В плохо освещенном коридоре, у двери, стоял, как на страже, человек восточного типа с узкими раскосыми глазами. Мне показалось, что где-то рядом должна находиться и лампа Аладдина. Поискав ее взглядом, но не найдя, я обратился к чудесному видению с вопросом, где здесь находится балетмейстерская кафедра. Джинн этот, оценив тамерлановским прищуром стоящее перед ним растерянное волосатое существо, кивнул на дверь — мол, рядом.

Вот так мы познакомились с Вахабжаном Ниязановичем Салимбаевым, который скоро для меня стал просто Володей. Этот замечательный человек жил и работал в Киргизии, а в жилах его текла узбекская и украинская кровь. Он уже был лауреатом Всесоюзного конкурса балетмейстеров в Москве, имел сложившийся взгляд на искусство.

А здесь, в коридоре, он немедля для пафоса «распустил хвост» и погрузился в риторику вопроса о «курице и яйце»: что первично — артист балета или балетмейстер?
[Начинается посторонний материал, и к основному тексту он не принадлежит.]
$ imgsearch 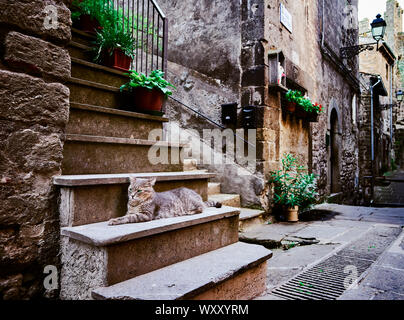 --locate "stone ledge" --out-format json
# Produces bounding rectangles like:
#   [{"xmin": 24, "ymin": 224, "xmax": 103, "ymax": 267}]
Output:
[
  {"xmin": 68, "ymin": 77, "xmax": 120, "ymax": 93},
  {"xmin": 53, "ymin": 171, "xmax": 215, "ymax": 187},
  {"xmin": 61, "ymin": 207, "xmax": 240, "ymax": 247},
  {"xmin": 92, "ymin": 242, "xmax": 272, "ymax": 300},
  {"xmin": 70, "ymin": 102, "xmax": 169, "ymax": 122},
  {"xmin": 240, "ymin": 208, "xmax": 265, "ymax": 221},
  {"xmin": 66, "ymin": 134, "xmax": 189, "ymax": 148},
  {"xmin": 71, "ymin": 57, "xmax": 129, "ymax": 77}
]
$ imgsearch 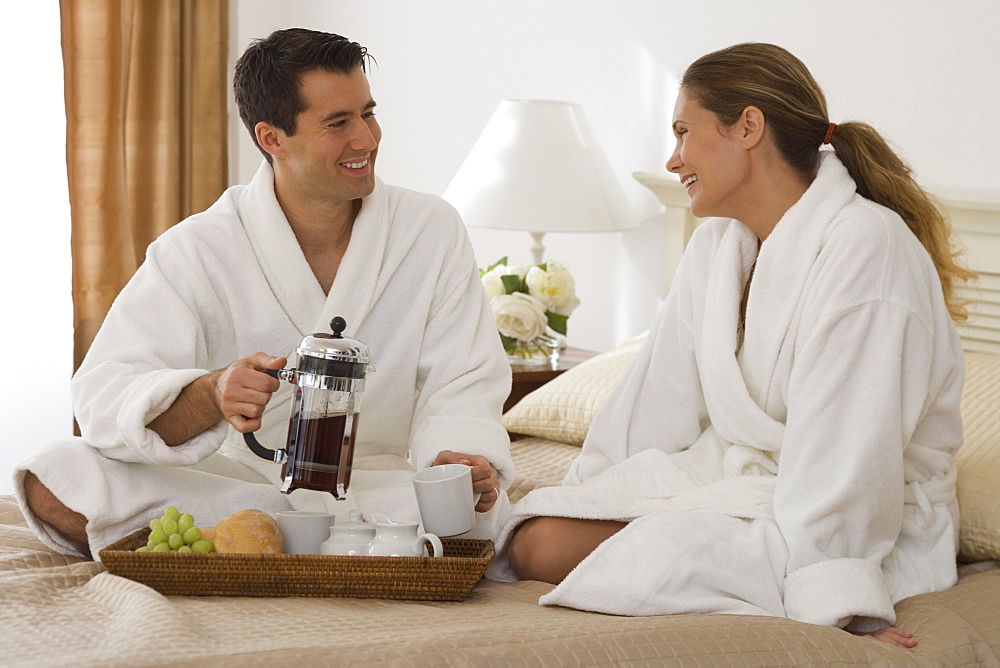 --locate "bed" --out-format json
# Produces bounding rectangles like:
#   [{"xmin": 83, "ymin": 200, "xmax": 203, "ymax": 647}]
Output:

Он сыпал замечательными именами в расчете убить меня совсем, превозносил новую хореографию, заявляя о ее необходимости, но вдруг выяснилось, что он — такой же абитуриент, как и я. Но я храбро держался, желая быть с ним в этой беседе на уровне, и очень прозрачно намекал ему, что и сам не лыком шит, что поставил уже с десяток балетов.

Беседа двух петухов от Терпсихоры прервалась шумной процессией. По коридору шел сам Мариус Петипа в сопровождении свиты. Коленки неприятно и предательски подогнулись, а хотелось вытянуться «во фрунт». Меня спас голос моего собеседника: «Здравствуйте, Петр Андреевич!» Да, это был П. А. Гусев, легендарный артист, педагог, балетмейстер, заведующий кафедрой. Я знал, что он видел поставленный мной номер на музыку Р. Щедрина «Двое» для двух воронежских выпускников. Мой педагог — и добрый ангел — Анастасия Николаевна Кокурина после просмотра номера отозвалась обо мне довольно восторженно, и П. А. Гусев дал «добро» на мой приезд в Консерваторию.
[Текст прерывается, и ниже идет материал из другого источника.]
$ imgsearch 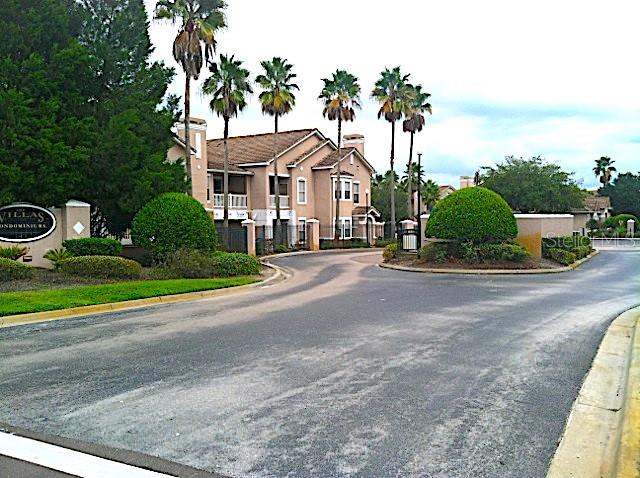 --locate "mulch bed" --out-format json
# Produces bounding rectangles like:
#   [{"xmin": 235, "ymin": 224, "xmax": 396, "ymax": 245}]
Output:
[{"xmin": 389, "ymin": 254, "xmax": 564, "ymax": 270}]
Чувствуя всеми клеточками, что такая встреча с Гусевым вряд ли повторится, я с перепугу напомнил о себе. Мэтр пригласил меня с Салимбаевым в кабинет. Мы что-то мямлили о любви к балету, о желании учиться в Консерватории и пытались возбудить отзывчивые струны души Мэтра, заявляя о преданности его делу — искусству постановки танца.

Уважаемый Мэтр выслушал и, видимо, сразу же понял, что у этих двух нерусских страдальцев по балету вряд ли может быть благополучно с русской грамматикой, историей и прочими предметами, вынесенными на вступительные экзамены. И нам было по 28 лет! Переговорив с кем-то по телефону, он написал записку и, передавая ее нам, сказал: «Это сдадите педагогу, который будет принимать у вас экзамены. Все, кроме специальности, будете сдавать вдвоем и отдельно от всех. А документы привезете, если поступите».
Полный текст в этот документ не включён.